Goodspeed’s correspondence, photographs, and collected ephemera reveal the moral conflicts at the heart of missionary work in the West. She was capable of great sympathy for the plight of the Crows, and counseled her colleagues in more gentle techniques of conversion and education; and yet she could also use degrading and stereotypical language to describe Crow children and their parents. She witnessed time and again how Crow families adapted to their new reality on the reservation, blending traditional beliefs and practices with the mandates of the missionaries. Through Goodspeed’s personal journal entries, letters, and collection of newspaper articles and photographs, scholars can explore a critical transition period for both an Indigenous tribe adapting to life on a reservation and for women like Goodspeed who gained social autonomy through mission work.

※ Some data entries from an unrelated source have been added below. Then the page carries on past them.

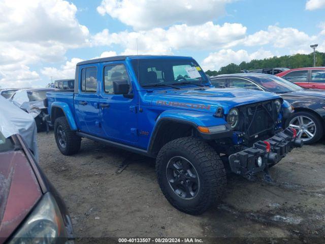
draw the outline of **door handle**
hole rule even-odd
[[[100,107],[104,108],[109,108],[110,105],[108,103],[100,103]]]

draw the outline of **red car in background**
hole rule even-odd
[[[325,89],[325,67],[292,69],[275,75],[305,88]]]

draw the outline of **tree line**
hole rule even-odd
[[[205,73],[210,76],[223,74],[241,73],[243,70],[256,70],[266,68],[296,68],[310,67],[313,65],[313,53],[309,54],[297,54],[280,57],[274,56],[264,59],[253,59],[249,62],[243,62],[239,65],[231,63],[223,66],[218,71],[208,70]],[[325,66],[325,52],[316,52],[316,66]]]

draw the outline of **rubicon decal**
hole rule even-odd
[[[170,106],[171,107],[182,107],[195,109],[204,109],[207,110],[210,110],[210,108],[211,107],[211,105],[205,105],[204,104],[179,103],[178,102],[169,102],[168,101],[157,101],[157,105],[161,106]]]

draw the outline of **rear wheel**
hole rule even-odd
[[[313,144],[323,136],[323,127],[320,119],[309,112],[295,113],[288,119],[287,127],[297,130],[297,137],[306,144]]]
[[[70,129],[65,117],[59,117],[54,122],[55,141],[60,151],[64,155],[76,154],[80,149],[81,138]]]
[[[202,214],[222,195],[225,170],[219,156],[206,142],[193,137],[162,147],[156,163],[158,182],[169,202],[191,215]]]

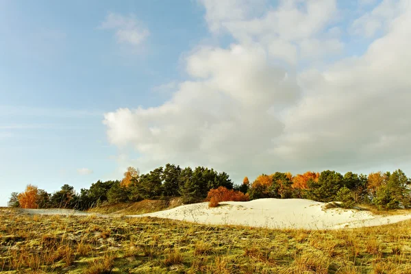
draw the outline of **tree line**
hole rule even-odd
[[[67,184],[53,193],[28,185],[23,192],[13,192],[8,205],[23,208],[84,210],[103,203],[176,197],[181,197],[184,203],[191,203],[204,201],[210,190],[222,187],[241,192],[247,195],[247,199],[299,198],[323,202],[338,201],[346,208],[368,203],[379,209],[410,208],[410,185],[411,179],[400,169],[392,173],[379,171],[368,175],[352,172],[342,175],[329,170],[321,173],[308,171],[296,175],[275,172],[271,175],[262,174],[252,184],[246,177],[242,184],[234,185],[225,172],[203,166],[182,169],[167,164],[146,174],[140,174],[136,169],[129,167],[123,179],[97,181],[89,188],[82,188],[79,193]]]

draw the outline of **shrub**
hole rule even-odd
[[[338,190],[336,200],[342,202],[341,206],[345,208],[351,208],[355,203],[351,191],[347,186],[344,186]]]
[[[212,197],[210,199],[210,201],[208,202],[208,207],[209,208],[216,208],[217,206],[219,206],[219,199],[216,197]]]
[[[246,201],[249,200],[249,197],[248,195],[245,195],[241,191],[227,189],[224,186],[210,190],[206,199],[206,201],[209,201],[208,206],[210,208],[215,208],[221,201]]]

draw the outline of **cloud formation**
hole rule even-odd
[[[362,55],[325,67],[317,62],[339,56],[345,47],[333,25],[335,1],[269,8],[247,0],[201,3],[210,32],[235,42],[188,55],[190,79],[162,105],[105,114],[110,142],[132,145],[140,156],[133,164],[142,171],[166,162],[201,164],[238,179],[411,162],[407,1],[384,17],[385,34]],[[358,20],[368,22],[363,16]]]
[[[90,174],[92,174],[93,173],[91,169],[86,168],[77,169],[77,171],[80,175],[88,175]]]
[[[117,42],[130,46],[138,46],[150,34],[150,32],[140,25],[134,16],[125,16],[116,13],[110,13],[100,27],[115,32]]]

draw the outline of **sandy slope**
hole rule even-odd
[[[260,199],[247,202],[222,202],[215,208],[209,208],[207,203],[195,203],[130,216],[155,216],[204,224],[312,229],[382,225],[411,219],[411,214],[384,216],[367,211],[323,210],[324,205],[299,199]]]
[[[382,225],[411,219],[405,215],[374,215],[368,211],[332,208],[325,203],[301,199],[260,199],[247,202],[227,201],[209,208],[208,203],[181,206],[171,210],[129,217],[153,216],[204,224],[241,225],[268,228],[338,229]],[[96,215],[73,210],[20,210],[28,214],[47,215]]]

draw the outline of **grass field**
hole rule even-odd
[[[308,231],[0,214],[4,273],[411,273],[411,221]]]

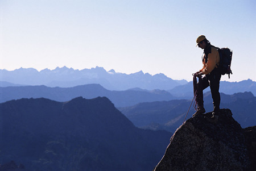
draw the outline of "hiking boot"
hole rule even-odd
[[[212,112],[212,116],[210,118],[207,117],[204,117],[208,122],[212,122],[212,123],[217,123],[218,120],[218,115],[216,114],[214,112]]]
[[[205,109],[204,109],[204,107],[199,107],[196,112],[193,115],[193,116],[195,116],[198,114],[204,114],[204,112],[205,112]]]

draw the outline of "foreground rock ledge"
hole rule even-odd
[[[208,122],[210,112],[181,125],[171,138],[155,171],[253,170],[256,126],[242,129],[229,109],[221,109],[218,122]]]

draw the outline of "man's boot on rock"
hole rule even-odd
[[[198,114],[203,114],[205,112],[205,109],[204,109],[204,107],[199,107],[197,108],[197,110],[196,112],[193,115],[193,116],[196,116]]]
[[[220,108],[216,108],[214,107],[214,110],[213,110],[213,112],[212,112],[212,116],[210,117],[210,118],[205,118],[206,119],[210,122],[212,122],[212,123],[216,123],[218,122],[218,114],[220,112]]]

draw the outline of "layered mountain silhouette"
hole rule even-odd
[[[210,91],[204,94],[204,107],[213,110]],[[135,126],[151,130],[166,130],[174,132],[183,123],[191,100],[145,102],[133,106],[119,108]],[[245,128],[255,125],[256,97],[251,92],[227,95],[221,93],[221,108],[232,109],[234,118]],[[191,117],[195,111],[191,107],[188,114]]]
[[[106,97],[0,104],[0,161],[28,170],[152,170],[170,136],[137,128]]]
[[[49,87],[46,86],[0,87],[0,102],[22,98],[42,97],[64,102],[80,96],[88,99],[99,96],[106,97],[116,107],[132,106],[144,102],[170,101],[175,98],[164,90],[110,91],[98,84],[77,86],[69,88]]]
[[[242,129],[229,109],[217,122],[211,113],[187,120],[172,135],[155,171],[255,170],[256,126]]]
[[[44,85],[50,87],[69,87],[90,84],[99,84],[112,90],[125,90],[140,87],[147,90],[167,90],[187,82],[173,80],[163,74],[152,76],[140,71],[126,74],[116,73],[112,69],[106,71],[102,67],[84,69],[57,67],[55,69],[45,69],[40,72],[34,68],[22,68],[8,71],[0,69],[0,81],[27,85]]]
[[[20,68],[12,71],[0,69],[0,75],[1,87],[43,85],[71,87],[98,84],[110,90],[134,88],[164,90],[179,99],[190,99],[193,95],[192,81],[174,80],[162,73],[152,76],[142,71],[130,74],[117,73],[114,69],[107,72],[98,66],[80,70],[66,66],[57,67],[53,70],[45,69],[40,72],[34,68]],[[220,90],[227,94],[251,91],[256,95],[256,82],[251,80],[233,82],[221,81]]]
[[[209,90],[209,87],[208,87],[204,91]],[[177,86],[167,91],[177,98],[189,99],[191,98],[191,94],[193,95],[193,82],[190,81],[187,84]],[[245,91],[250,91],[256,95],[256,82],[249,79],[240,82],[221,81],[220,82],[220,92],[230,95]]]

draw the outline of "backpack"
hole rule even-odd
[[[220,55],[220,64],[218,66],[219,71],[222,75],[228,74],[229,78],[230,78],[230,74],[233,74],[230,69],[231,61],[232,60],[232,51],[228,48],[217,48],[217,49]]]

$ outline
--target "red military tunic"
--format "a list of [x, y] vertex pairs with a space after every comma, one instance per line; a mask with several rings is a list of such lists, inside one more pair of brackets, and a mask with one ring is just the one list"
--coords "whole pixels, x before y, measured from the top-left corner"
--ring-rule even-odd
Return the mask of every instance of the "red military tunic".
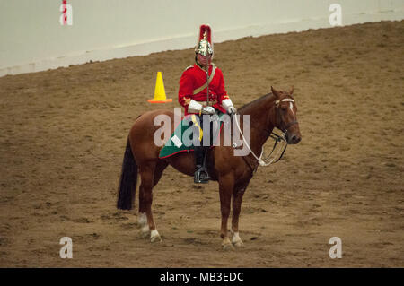
[[[209, 76], [212, 74], [213, 64], [209, 66]], [[199, 65], [194, 64], [188, 67], [180, 79], [178, 101], [185, 108], [185, 116], [189, 115], [188, 106], [191, 100], [195, 101], [206, 101], [206, 88], [194, 94], [194, 91], [206, 82], [206, 73]], [[215, 76], [209, 83], [209, 101], [215, 102], [213, 107], [223, 113], [226, 111], [222, 107], [222, 100], [229, 99], [224, 89], [224, 81], [222, 71], [216, 66]]]

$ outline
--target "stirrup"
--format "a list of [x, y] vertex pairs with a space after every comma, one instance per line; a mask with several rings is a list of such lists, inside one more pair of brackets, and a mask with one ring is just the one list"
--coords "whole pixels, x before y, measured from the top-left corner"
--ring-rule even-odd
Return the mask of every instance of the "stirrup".
[[199, 167], [194, 175], [194, 183], [196, 184], [207, 184], [209, 182], [209, 174], [205, 167]]

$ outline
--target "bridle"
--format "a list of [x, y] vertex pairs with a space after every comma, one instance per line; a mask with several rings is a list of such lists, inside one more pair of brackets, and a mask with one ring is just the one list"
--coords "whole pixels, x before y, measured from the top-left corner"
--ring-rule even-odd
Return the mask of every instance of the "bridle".
[[[278, 122], [282, 122], [283, 123], [283, 121], [281, 121], [282, 118], [281, 118], [281, 115], [280, 115], [280, 112], [279, 112], [279, 103], [282, 102], [282, 101], [294, 102], [294, 100], [292, 100], [292, 99], [284, 99], [282, 100], [276, 100], [275, 101], [276, 108], [277, 108], [277, 110], [276, 110], [276, 112], [277, 112], [277, 120], [280, 119]], [[242, 135], [242, 138], [244, 143], [246, 144], [247, 148], [250, 150], [251, 154], [259, 161], [259, 166], [263, 166], [263, 167], [269, 166], [269, 165], [271, 165], [273, 163], [276, 163], [276, 162], [279, 161], [282, 159], [282, 157], [284, 156], [285, 152], [286, 151], [286, 147], [287, 147], [287, 141], [285, 139], [287, 129], [289, 129], [290, 126], [299, 123], [297, 120], [294, 120], [292, 122], [289, 122], [287, 125], [285, 125], [285, 126], [284, 128], [280, 128], [280, 130], [283, 132], [282, 135], [278, 135], [278, 134], [275, 134], [274, 132], [269, 132], [268, 130], [264, 129], [264, 131], [266, 131], [267, 133], [269, 133], [269, 136], [272, 139], [275, 140], [274, 147], [272, 148], [272, 151], [269, 153], [269, 155], [268, 155], [267, 158], [265, 159], [266, 160], [271, 156], [271, 154], [275, 151], [275, 149], [276, 149], [276, 147], [277, 147], [278, 143], [284, 143], [284, 146], [281, 147], [280, 149], [278, 149], [276, 156], [269, 162], [266, 163], [261, 159], [262, 158], [262, 154], [264, 153], [264, 147], [262, 147], [262, 151], [261, 151], [261, 154], [259, 155], [259, 158], [257, 157], [257, 155], [252, 152], [251, 148], [250, 147], [250, 144], [247, 143], [247, 141], [244, 138], [244, 134], [242, 134], [242, 129], [240, 128], [240, 124], [239, 124], [239, 122], [237, 120], [237, 116], [235, 116], [234, 118], [235, 118], [235, 121], [236, 121], [237, 128], [239, 129], [240, 134]], [[279, 152], [281, 150], [282, 150], [282, 152], [281, 152], [280, 156], [277, 160], [275, 160], [277, 157], [277, 155], [278, 155], [278, 153], [279, 153]]]

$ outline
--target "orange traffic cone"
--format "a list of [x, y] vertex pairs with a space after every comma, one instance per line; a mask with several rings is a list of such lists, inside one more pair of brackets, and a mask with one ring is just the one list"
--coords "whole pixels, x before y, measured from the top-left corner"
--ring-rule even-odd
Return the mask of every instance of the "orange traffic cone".
[[162, 72], [157, 73], [157, 80], [155, 81], [154, 98], [148, 100], [150, 103], [165, 103], [171, 102], [172, 99], [168, 99], [165, 96], [164, 82], [162, 82]]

The papers of John Frippo Brown, the last chief of the Seminole nation before Oklahoma statehood in 1907, present a collection of ledgers and inventories in addition to scraps of poetry, tintype photographs, instructions for remedies and brews, and Mvskoke translations. As such, the papers contain valuable cultural information about Seminole politics, medicinal practices, and Mvskoke linguistics. As a prominent politician, Brown negotiated with other leaders of the Seminole community for decades. As a successful businessperson, he involved himself in sales of all kinds. As the father of twelve and a minister, he reckoned with family and faith. And as a leader of a Native American tribe with past ties to slavery, Brown ushered the nation through a difficult reckoning of its racial past and future. Elements of all of these roles appear in the papers.
One research lead that may prove most interesting to scholars of Seminole freedmen is a tintype photograph apparently showing Brown standing next to a Black man, almost certainly a Seminole freedman. Initial research suggests the man may be Cesar Bruner, a prominent freedman interpreter for the Seminoles who may have crossed paths with Brown in business and in dealings with the federal government. The two men in the tintype stand with dignity, equals for at least a moment––what kinds of stories might emerge from these men and their relationship?
Other entries translate traditional Mvskoke medicines and healing rituals, and note Mvskoke phrases and their apparent pronunciation. In contrast to the subsistence farming practiced by many Seminoles, Brown and his brother Andrew amassed what one historian has called a “financial empire” built on “commerce, industry, and agriculture.” The Brown papers seem to provide an accountant’s perspective into the complex workings of this unique outfit. Apparently, John and Andrew Brown would issue scrip for annuity payments awarded to each Seminole citizen, which was only redeemable at stores they owned. Numerous scribbles and scratch-outs attest to somewhat haphazard bookkeeping.
The John Brown papers suggest some of the ways that personal and family archives help explain or obscure the lives of their keepers.